3.7
EN-normen
Gemiddeld geluidsdrukniveau
– EFG 110-115: 63 dB(A)
*+/- 3 dB(A) afhankelijk van de toesteluitrusting
conform 12053 in overeenstemming met ISO 4871.
Z
Het gemiddelde geluidsdrukniveau wordt bepaald op basis van de normgegevens en
omvat het geluidsdrukniveau bij het rijden, heffen en stationair draaien. Het
geluidsdrukniveau wordt gemeten bij het oor van de bestuurder.
Trilling
– EFG 110-115: 0,62m/s²
conform EN 13059.
Z
De in de bedieningsstand op het lichaam werkende trillingsacceleratie is conform de
norm de lineair geïntegreerde, gewogen acceleratie in het verticale vlak. Deze
worden bepaald bij het met constante snelheid rijden over drempels (intern
transportmiddel in standaarduitvoering). Deze meetgegevens worden één keer voor
het interne transportmiddel gemeten en mogen niet worden verwisseld met de
lichaamstrillingen van de richtlijn die geldt voor exploitanten.
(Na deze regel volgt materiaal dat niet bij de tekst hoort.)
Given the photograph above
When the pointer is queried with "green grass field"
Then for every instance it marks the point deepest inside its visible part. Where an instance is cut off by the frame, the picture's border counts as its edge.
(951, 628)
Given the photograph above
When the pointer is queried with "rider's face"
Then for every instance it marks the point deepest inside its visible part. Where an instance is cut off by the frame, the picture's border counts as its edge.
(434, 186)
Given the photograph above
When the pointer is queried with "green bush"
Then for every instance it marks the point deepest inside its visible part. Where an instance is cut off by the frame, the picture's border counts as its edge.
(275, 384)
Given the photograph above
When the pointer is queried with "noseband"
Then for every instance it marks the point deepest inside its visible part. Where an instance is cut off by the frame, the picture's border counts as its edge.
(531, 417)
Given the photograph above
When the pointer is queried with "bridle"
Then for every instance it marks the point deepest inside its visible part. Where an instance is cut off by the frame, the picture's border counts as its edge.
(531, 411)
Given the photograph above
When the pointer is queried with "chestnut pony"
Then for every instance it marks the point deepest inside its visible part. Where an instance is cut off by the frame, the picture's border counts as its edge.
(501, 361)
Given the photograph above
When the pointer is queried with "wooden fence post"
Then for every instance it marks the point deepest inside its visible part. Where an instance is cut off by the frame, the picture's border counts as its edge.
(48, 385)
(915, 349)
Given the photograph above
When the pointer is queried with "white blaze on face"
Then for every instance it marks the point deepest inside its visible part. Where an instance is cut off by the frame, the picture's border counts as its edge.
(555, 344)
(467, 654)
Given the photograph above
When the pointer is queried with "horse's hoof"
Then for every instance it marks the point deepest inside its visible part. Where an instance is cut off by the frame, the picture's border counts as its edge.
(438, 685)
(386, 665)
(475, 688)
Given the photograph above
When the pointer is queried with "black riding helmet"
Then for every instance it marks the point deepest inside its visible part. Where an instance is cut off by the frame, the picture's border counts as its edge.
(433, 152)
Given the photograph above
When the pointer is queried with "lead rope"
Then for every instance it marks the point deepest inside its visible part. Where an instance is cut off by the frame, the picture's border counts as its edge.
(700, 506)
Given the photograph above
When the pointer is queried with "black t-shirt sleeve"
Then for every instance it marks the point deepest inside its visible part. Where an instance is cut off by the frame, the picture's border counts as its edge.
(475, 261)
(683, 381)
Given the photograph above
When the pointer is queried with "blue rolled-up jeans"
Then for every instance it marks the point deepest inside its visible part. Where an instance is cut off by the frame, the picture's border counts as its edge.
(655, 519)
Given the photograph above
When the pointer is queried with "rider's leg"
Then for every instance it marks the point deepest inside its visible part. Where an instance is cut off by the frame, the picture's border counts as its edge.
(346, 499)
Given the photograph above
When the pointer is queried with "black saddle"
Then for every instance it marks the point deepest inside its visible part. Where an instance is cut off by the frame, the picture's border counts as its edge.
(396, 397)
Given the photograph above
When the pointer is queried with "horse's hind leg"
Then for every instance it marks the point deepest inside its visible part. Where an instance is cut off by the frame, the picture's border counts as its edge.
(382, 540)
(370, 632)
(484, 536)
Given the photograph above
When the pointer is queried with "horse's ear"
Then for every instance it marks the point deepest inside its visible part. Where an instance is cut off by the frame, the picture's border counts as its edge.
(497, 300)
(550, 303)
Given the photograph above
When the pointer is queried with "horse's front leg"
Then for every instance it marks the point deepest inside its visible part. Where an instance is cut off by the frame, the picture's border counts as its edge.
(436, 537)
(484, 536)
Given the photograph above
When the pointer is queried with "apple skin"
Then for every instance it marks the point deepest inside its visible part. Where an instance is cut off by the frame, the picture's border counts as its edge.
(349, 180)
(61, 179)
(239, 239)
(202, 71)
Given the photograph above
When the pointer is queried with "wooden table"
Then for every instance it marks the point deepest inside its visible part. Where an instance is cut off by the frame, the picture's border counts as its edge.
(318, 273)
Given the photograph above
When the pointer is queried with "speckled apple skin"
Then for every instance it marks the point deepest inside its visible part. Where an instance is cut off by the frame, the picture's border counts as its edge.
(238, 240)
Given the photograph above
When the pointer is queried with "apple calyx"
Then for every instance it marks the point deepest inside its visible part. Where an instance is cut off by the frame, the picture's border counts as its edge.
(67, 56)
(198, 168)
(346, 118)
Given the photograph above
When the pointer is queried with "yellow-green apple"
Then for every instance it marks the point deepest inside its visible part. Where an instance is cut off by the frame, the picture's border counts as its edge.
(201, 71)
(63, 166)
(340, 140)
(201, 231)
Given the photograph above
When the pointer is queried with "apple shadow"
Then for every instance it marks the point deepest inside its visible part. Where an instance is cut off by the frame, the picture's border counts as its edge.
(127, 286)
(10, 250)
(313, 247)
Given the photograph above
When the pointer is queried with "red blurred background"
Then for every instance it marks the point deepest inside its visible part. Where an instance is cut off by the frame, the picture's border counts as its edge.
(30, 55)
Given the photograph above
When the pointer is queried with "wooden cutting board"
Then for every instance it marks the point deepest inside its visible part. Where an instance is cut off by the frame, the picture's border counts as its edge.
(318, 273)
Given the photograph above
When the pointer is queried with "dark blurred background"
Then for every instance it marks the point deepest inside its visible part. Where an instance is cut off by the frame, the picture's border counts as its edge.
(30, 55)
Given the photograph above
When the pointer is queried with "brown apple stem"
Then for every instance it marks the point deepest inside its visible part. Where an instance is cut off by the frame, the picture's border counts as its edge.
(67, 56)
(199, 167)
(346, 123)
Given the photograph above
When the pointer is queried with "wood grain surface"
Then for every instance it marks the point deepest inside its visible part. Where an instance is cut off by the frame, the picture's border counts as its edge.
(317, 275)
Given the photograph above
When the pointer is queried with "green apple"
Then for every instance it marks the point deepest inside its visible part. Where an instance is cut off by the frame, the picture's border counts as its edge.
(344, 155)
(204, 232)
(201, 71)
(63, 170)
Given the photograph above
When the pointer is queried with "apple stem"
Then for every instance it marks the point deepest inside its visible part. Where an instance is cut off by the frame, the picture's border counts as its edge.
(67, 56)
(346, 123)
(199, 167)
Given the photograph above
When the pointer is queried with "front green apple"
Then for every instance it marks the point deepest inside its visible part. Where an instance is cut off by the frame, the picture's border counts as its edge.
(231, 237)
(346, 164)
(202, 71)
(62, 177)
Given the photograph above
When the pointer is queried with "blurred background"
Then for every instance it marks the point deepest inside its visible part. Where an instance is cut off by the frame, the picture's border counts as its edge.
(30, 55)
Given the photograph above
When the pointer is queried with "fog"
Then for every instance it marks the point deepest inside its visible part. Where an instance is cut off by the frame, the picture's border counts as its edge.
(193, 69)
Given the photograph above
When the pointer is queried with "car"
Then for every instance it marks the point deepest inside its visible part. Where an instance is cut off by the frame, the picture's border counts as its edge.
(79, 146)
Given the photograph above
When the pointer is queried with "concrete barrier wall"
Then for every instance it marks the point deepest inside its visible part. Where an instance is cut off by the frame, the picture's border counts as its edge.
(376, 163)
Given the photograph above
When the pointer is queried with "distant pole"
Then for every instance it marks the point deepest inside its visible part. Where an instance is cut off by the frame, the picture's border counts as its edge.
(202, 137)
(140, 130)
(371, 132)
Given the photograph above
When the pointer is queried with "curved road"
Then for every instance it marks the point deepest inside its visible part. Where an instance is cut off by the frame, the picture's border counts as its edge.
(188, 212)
De producent biedt een
bijzondere service voor het meten van deze lichaamstrillingen, zie pagina 175.
Z
De interne nauwkeurigheid van de meetketting ligt bij 21°C bij 0,02 m/s². Verdere
afwijkingen zijn vooral mogelijk door de positionering van de sensor en verschillen in
gewicht van de bestuurder.
Elektromagnetische comptabiliteit (EMC)
De producent bevestigt de naleving van grenswaarden voor uitgezonden
elektromagnetische stoorsignalen en stoorvastheid, maar ook de controle van
ontlading van statische elektriciteit conform EN 12895 en de daar genoemde
normatieve verwijzingen.
Z
U mag elektrische of elektronische onderdelen uitsluitend veranderen of verplaatsen
met schriftelijke toestemming van de producent.
WAARSCHUWING!
Storing van medische apparaten door niet-ioniserende straling
Elektrische uitrustingen van het interne transportmiddel, die niet-ioniserende stralen
afgeven (bijvoorbeeld draadloze gegevensoverdracht), kunnen de werking van
medische apparatuur (pacemakers, gehoorapparatuur e.d.) van de bediener storen
en een verkeerde werking veroorzaken. Met een arts of de producent van het
medische apparaat moet worden vastgesteld, of een dergelijk apparaat in de
omgeving van het interne transportmiddel gebruikt kan worden.